Michita Rex, Chile
Rating: 79
by Pierre Lestruhaut
For those who listened to the Michita Rex compilation Música para el fin del mundo last month, it’s no mystery that this young Chilean netlabel is becoming the home of a group of artists that’s as diverse as it is intriguing. A year and a half after the label’s first ever release you can feel its artists evolving, some of its most interesting experimenters refining their sound after solid 2010 releases (Maifersoni, De Janeiros), its dark pop enthusiasts having us yearning for a full-length release (Fakuta, Los Embajadores), and some new interesting projects continue to appear (Costavisión). Among the novelties that we heard on their catalog was also Voz de Hombre, the solo project of Cristóbal Gajardo, who happens to be the voice of Los Embajadores.
Though lately many of our favorite releases from Chile have been using disco as their ground for crafting great pop songs, Voz de Hombre’s first release, Hombre Solo, displays a different concept for creating great timeless pop music. Like many of the “michitos," Gajardo sets his music’s backbone on a ground constituted by minimal techno and its child branches of electronic music in order to give birth to songs that are traditional in structure and interpretation. Just think James Blake or Jamie Woon and all the talk there’s been about them reworking dubstep around traditional song forms and you’re actually not too far from what Gajardo’s doing here.
Initial track “Son cosas de las cosas” sees him crooning over an R&B groove and manipulated vocal harmonies (did I already mention those British dudes and their weird take on dubstep?), its appeal not necessarily lying in his song-writing abilities but more on its interpretation’s nakedness. In “Allá no es él” Gajardo shows off his first dance-floor intentions, an infectious chillwave bass line meets an elegant croon for what could pass for a less nostalgic and far more nuanced (even obscure) take on the very derided chillwave genre. “Te siento inglés” is built around the sampling of Morrisey’s “Late Night Moudlin Street," but the song doesn’t just stop at loop-oriented pop as it expands itself beyond the sampled beat and finds its way into a textured synth-driven piece that, alongside Loreto Molina’s (Namm) vocals, focuses and finds its main appeal on variation instead of repetition.

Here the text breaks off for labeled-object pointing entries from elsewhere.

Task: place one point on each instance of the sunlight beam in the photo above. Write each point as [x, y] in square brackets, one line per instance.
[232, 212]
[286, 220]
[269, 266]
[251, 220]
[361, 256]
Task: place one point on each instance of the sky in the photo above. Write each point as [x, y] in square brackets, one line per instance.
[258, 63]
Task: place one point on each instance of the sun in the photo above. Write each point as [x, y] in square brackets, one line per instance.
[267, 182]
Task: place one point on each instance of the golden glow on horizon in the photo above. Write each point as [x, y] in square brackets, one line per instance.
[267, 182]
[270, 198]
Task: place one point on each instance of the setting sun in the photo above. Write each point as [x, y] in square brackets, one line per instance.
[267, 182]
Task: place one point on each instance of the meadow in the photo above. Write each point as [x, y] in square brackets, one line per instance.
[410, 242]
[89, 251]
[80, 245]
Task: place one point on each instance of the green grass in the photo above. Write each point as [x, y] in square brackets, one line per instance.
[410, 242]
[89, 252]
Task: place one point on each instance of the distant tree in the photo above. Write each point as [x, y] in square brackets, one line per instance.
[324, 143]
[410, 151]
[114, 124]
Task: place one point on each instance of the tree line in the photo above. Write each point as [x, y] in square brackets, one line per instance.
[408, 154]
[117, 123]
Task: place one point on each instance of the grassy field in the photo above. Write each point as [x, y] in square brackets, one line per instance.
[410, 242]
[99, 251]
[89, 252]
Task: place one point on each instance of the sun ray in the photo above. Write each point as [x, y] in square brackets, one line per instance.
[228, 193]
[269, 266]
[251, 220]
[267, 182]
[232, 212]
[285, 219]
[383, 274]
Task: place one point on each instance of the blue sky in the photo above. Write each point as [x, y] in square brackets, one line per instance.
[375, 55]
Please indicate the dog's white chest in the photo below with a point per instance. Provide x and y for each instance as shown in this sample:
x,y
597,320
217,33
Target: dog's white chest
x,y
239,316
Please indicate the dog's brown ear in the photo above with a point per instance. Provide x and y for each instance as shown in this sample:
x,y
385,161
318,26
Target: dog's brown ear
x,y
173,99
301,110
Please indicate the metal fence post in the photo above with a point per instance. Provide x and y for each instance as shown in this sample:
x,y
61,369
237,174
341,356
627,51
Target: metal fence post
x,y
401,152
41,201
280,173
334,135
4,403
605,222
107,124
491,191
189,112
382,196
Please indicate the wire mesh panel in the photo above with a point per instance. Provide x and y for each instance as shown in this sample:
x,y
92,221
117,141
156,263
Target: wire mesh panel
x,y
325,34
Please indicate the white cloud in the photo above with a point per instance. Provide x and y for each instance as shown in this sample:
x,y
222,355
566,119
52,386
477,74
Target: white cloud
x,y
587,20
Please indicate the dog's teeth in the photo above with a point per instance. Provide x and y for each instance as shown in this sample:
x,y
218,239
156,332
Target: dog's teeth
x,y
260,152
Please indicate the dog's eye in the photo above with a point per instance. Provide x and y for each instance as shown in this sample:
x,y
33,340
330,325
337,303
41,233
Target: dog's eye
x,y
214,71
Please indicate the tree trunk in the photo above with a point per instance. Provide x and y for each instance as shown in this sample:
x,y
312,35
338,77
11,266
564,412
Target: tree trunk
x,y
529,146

Also worth mentioning is “Para tenerte otra vez," a Chayanne cover that could be dismissed as outright accommodation of Latin pop music for the interest of snobbish audiences, but also appreciated as a subtle nod to the heavy use of vocal manipulation by indie artists in the last few years, going from Karin Dreijer Andersson to Bon Iver. Because, in the end, Hombre Solo is the kind of album that manages to display a personal vision of pop music amidst a great deal of nods and references to other types of music, a release that can only make us feel more hopeful for the future of the idiosyncratic roster of the Michita Rex label.